Now, I'm knitting a sweater for me.  I started it last week (?), and am one pattern repeat from the neckline on the back.  It's a really fast knit.  I am sure that all the Knitty readers know what it is:


 The yarn is much redder than the pictures.  When it is finished, I'll take some shots outside.
 This project took about 45 minutes.  The fabric was supposed to be for pajama bottoms for Game Boy.  Surprise!  In the three weeks since I bought it, he grew and I would have needed another 6 inches of fabric to make him shorts in the length he wanted.  He decided he wanted a pillow case instead.  I still owe him a second pair.

The boys jointly picked out fabric for pajama bottoms.  (Periodically, they both decide that they want to have the same clothes--and I'd always said I'd never have my kids wear the same outfit.  Oh well.)  Jungle print (not accurately portrayed) for both boys.  Wiz is modelling his pair.


Then there's the second pair of Wiz's shorts--in all of their planetary goodness.  He loves all things space.  Now the boys have cooler pjs for the rest of the summer.  I just need to drag the Collar to pick out fabric for his pj pants now.  Wiz picked some out for him, but I'm not sure that is a good idea.

05 July 2010

A little sun

 and a little rain and we get this:
 Tomato plants, several of which now have outgrown their cages.  Now if we'd see more fruit set, we'll be much happier with them.
 The flower boxes are full.
 Game Boy's melon plants are much bigger even since I took these pictures.
 Wiz's strawberries have berries on them.  Now the plants have filled in his entire earth box.
 Adorable baby tomatoes, although we'll all like it better when they are not baby tomatoes and are nice and yellow little pear-shaped tomatoes.
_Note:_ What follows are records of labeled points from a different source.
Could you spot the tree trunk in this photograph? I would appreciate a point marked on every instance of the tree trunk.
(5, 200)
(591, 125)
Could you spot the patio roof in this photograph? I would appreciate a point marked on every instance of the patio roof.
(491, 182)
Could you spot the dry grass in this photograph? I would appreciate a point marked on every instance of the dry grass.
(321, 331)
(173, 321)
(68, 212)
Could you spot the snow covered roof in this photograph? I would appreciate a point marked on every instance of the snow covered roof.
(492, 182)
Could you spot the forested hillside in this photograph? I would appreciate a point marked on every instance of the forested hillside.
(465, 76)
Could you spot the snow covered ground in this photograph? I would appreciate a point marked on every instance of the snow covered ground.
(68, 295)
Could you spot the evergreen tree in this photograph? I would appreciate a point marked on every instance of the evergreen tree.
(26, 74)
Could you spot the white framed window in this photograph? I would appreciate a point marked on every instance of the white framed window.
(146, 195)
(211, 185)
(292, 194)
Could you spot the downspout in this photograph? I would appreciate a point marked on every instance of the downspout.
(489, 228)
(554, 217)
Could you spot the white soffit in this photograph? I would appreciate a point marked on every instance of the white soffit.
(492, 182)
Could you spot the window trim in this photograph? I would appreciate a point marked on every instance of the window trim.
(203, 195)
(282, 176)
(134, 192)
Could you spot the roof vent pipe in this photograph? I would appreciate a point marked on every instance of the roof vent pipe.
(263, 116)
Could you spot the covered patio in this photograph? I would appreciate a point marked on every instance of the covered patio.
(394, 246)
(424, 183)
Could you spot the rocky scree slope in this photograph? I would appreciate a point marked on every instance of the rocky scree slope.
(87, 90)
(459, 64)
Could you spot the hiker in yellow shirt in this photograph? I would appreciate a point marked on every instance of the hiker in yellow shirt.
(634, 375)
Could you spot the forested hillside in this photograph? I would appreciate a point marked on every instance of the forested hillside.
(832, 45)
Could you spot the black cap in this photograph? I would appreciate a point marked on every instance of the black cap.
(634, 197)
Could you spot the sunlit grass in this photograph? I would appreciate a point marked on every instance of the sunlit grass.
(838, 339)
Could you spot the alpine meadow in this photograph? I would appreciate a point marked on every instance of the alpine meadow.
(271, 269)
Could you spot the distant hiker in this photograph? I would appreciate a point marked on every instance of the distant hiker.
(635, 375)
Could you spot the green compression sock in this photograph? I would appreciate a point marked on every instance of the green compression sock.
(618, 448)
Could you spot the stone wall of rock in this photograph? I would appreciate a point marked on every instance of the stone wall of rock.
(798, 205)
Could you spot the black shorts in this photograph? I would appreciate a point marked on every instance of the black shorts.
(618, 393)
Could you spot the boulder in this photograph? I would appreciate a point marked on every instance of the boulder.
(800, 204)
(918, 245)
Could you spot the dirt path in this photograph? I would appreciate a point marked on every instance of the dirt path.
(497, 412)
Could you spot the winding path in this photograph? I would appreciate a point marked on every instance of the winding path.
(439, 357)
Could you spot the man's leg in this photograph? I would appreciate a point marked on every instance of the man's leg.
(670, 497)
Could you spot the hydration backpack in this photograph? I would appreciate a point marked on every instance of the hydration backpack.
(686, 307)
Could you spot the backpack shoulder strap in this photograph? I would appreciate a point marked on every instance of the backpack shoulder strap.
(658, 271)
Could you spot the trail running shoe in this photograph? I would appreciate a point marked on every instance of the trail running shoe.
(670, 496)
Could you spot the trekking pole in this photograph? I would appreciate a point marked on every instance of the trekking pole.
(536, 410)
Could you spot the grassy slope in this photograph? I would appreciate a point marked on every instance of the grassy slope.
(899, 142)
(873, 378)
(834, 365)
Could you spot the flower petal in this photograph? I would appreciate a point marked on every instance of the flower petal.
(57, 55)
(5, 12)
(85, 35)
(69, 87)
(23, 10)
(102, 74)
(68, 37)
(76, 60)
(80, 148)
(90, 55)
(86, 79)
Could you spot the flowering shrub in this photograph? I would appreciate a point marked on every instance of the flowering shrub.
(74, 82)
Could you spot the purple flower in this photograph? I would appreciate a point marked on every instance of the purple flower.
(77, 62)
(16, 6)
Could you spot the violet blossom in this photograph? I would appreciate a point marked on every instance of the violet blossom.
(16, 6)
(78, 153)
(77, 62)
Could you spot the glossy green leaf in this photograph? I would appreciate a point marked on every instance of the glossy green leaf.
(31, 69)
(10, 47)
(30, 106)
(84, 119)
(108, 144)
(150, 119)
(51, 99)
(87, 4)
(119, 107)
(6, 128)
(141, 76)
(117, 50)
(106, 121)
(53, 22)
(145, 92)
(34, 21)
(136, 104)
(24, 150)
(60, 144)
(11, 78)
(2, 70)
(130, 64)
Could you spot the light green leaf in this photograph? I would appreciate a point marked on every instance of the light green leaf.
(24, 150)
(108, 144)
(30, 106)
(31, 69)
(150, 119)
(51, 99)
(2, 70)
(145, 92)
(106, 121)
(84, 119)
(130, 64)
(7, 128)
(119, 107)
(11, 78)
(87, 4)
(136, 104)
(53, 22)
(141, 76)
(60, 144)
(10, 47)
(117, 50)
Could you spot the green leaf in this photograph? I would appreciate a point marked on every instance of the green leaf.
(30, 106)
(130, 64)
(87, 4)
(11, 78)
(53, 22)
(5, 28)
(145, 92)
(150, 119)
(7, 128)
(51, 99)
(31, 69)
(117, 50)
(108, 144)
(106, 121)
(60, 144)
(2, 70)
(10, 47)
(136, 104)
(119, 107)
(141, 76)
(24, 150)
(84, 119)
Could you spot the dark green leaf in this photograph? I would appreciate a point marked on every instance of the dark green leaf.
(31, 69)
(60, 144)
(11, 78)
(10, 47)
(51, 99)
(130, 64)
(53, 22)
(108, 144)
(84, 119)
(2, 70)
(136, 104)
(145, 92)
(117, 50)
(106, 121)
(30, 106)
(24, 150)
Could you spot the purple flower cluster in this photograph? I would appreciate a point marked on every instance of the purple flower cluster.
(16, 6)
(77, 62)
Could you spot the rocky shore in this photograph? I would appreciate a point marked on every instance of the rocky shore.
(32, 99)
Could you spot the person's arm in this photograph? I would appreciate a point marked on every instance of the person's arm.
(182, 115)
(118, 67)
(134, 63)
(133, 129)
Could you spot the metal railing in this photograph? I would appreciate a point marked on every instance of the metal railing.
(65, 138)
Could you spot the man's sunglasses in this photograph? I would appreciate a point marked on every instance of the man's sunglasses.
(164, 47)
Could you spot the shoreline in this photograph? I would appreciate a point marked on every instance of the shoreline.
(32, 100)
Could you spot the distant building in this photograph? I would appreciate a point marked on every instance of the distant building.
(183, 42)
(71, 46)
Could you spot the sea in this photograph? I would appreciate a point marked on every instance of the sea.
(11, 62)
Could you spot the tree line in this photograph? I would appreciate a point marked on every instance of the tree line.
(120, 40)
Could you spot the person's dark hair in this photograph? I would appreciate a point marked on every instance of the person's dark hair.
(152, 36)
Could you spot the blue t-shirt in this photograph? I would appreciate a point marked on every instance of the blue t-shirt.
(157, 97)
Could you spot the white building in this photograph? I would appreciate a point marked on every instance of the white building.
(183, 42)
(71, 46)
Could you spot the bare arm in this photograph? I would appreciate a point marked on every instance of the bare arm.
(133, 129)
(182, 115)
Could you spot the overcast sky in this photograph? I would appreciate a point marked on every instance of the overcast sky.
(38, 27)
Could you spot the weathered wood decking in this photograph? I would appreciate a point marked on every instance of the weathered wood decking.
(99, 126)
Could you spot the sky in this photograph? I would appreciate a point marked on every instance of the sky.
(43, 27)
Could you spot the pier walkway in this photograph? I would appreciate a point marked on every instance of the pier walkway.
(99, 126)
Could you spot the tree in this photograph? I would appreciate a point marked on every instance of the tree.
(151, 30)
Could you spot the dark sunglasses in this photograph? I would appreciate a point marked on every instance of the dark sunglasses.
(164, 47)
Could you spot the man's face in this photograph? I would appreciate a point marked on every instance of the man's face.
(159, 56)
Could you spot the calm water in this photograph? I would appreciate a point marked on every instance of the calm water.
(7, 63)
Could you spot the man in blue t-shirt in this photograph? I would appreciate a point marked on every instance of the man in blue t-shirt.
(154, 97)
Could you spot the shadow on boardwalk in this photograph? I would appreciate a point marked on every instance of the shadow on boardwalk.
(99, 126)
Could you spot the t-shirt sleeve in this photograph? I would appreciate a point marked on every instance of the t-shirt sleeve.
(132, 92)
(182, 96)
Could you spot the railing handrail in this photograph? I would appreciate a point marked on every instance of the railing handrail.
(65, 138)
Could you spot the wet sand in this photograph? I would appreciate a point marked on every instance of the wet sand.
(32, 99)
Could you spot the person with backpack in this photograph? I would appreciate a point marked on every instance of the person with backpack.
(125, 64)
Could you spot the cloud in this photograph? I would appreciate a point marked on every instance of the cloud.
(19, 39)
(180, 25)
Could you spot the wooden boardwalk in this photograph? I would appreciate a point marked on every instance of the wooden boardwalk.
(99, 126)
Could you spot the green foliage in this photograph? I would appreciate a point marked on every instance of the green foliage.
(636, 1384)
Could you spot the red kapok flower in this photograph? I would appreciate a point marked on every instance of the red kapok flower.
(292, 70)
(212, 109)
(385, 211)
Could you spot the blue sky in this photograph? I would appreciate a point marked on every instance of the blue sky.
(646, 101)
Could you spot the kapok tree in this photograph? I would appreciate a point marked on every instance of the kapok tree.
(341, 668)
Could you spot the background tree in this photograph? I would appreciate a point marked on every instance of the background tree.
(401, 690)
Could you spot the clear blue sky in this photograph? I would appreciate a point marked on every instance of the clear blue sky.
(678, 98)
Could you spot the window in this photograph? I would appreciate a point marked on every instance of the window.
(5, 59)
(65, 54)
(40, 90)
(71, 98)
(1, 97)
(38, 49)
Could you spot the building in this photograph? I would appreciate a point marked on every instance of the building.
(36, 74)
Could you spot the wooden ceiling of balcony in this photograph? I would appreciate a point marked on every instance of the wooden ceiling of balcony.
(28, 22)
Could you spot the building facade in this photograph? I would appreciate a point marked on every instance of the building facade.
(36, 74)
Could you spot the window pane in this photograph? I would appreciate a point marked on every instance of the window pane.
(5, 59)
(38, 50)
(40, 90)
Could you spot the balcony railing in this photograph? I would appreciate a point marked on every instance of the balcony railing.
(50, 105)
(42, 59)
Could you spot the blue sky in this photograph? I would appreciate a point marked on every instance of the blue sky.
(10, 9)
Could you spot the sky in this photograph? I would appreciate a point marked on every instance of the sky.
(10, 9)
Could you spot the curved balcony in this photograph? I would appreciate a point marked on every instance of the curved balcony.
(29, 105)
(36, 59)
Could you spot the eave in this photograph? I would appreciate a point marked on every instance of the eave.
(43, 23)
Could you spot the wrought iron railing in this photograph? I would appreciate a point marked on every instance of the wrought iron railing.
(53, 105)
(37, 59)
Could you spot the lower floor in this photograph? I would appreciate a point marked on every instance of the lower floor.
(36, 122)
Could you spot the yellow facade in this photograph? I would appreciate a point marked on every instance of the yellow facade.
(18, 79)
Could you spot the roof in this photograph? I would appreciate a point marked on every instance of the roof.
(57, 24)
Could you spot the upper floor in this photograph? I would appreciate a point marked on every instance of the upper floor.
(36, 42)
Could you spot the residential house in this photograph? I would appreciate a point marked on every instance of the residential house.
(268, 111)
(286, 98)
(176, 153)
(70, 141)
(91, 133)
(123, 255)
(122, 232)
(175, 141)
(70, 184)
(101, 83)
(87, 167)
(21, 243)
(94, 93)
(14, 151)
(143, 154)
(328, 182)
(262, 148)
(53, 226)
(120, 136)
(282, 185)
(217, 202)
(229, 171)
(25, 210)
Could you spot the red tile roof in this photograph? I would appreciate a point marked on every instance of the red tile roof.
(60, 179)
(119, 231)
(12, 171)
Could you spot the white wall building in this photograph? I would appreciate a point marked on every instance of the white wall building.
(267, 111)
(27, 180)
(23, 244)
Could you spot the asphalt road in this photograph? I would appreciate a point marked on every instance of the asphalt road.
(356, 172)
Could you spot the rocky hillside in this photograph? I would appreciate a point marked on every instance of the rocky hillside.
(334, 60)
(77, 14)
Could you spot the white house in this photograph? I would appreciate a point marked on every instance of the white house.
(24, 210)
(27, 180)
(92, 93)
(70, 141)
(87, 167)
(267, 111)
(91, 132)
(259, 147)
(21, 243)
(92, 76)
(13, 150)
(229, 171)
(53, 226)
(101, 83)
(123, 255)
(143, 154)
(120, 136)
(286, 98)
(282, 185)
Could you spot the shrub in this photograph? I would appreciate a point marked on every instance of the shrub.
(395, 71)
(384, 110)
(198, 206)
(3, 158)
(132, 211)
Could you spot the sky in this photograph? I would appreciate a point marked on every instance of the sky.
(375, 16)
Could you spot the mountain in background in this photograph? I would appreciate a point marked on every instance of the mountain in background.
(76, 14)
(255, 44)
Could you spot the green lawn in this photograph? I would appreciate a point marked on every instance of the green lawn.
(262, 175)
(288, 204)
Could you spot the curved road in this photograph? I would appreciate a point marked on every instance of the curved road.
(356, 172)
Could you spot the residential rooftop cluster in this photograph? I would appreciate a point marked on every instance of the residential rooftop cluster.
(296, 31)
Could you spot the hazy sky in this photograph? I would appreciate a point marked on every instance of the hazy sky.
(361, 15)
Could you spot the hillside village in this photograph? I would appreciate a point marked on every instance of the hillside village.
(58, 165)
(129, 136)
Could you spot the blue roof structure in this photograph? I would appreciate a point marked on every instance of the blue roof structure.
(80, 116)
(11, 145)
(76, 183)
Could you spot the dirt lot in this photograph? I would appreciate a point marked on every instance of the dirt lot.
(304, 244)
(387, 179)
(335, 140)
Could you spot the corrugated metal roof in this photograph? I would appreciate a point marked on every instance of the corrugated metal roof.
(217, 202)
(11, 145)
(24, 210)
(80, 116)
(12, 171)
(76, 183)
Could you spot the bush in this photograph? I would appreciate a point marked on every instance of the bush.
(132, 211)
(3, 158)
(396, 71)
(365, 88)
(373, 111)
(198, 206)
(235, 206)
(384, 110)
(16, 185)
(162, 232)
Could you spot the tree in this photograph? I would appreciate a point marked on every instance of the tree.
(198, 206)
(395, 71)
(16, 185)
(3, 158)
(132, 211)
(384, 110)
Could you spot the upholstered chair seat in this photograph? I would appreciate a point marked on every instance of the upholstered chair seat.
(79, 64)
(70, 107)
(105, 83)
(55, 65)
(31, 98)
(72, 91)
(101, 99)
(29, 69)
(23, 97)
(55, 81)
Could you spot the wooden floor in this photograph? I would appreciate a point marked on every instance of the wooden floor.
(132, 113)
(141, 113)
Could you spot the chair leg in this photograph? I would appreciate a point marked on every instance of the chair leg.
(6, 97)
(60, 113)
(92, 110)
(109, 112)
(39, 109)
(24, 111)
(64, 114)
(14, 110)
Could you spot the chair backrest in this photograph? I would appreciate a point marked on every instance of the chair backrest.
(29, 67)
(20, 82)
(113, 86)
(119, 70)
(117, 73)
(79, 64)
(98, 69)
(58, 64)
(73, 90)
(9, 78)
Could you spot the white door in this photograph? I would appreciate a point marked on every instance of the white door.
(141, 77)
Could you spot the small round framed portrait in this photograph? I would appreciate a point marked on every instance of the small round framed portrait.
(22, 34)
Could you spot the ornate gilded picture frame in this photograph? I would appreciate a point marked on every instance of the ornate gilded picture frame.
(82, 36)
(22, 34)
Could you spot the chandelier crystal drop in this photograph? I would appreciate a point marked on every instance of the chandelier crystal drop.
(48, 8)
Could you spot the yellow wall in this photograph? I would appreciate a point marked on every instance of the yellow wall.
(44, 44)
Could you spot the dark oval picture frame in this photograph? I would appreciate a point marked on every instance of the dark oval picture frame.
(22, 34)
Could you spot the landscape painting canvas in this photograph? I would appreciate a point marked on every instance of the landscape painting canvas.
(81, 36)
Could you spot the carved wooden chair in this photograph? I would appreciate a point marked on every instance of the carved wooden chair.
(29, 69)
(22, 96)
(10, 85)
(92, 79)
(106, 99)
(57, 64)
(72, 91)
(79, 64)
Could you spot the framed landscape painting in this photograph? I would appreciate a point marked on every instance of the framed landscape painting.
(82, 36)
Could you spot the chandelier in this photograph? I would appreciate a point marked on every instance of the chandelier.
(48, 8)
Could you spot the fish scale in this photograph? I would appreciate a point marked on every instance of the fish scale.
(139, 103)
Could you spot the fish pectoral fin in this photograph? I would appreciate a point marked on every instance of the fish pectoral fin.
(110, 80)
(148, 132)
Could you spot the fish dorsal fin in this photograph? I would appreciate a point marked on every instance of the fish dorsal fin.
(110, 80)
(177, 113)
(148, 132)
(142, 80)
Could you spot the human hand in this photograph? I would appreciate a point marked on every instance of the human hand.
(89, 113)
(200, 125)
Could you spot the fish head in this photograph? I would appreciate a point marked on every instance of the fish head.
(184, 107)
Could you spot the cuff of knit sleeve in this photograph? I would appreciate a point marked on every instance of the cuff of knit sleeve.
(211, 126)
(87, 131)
 Rainbow Chard, a family favorite.
 Salad greens:  many and multiple types.

I thought maybe some would like to see how Wiz's incisions look.  He now has his summer cut so we can get an idea of how he'll look even next year.  They are still pink, but very flat.  He has a bald spot on the top incision, but the way his skull is shaped, the bottom one seems to be covered with hair all the time.


The bottom scar has a bit that will always peek out of his hair line.  That's where they removed the outside part of his C1 vertebra.  He thinks that they make him look cool.

01 July 2010

Socks Of My Very Own

I have this yarn.  It's yarn that many knitters worldwide stalk as if it is a lion on the Serengheti.  Me?  I lucked into it.  A friend (LittleMy) from Knittyboard sent it to me in a secret pal swap.  I knit a pair of socks out of it and I wear them at least weekly in the winter.  I had a lot left over, so I thought I'd knit another pair of socks.  They needed to be special, so I looked for a pattern.  I didn't find one.  I looked through a stitch dictionary, and found this:

a pattern called lily.  Here it is in yarn with decreases and yarnovers.

 It looks better on my right foot, because that one is wider.  (It's the one I broke back when we lived in Lexington.)  The pattern opens up a little more.

 On the bottom, is the view someone else will see when they look at my feet (hey, I have nerdy friends).  I think it looks like a jelly fish (which is also cool).  On the top, is how they look when I look at my feet. I do that sometimes, especially when I'm wearing hand knit socks.  They make me happy.

I need to make some decisions about these socks.  Do I enter them in the fair?  Should I write up the pattern?  Or shall I keep them mine, and mine alone?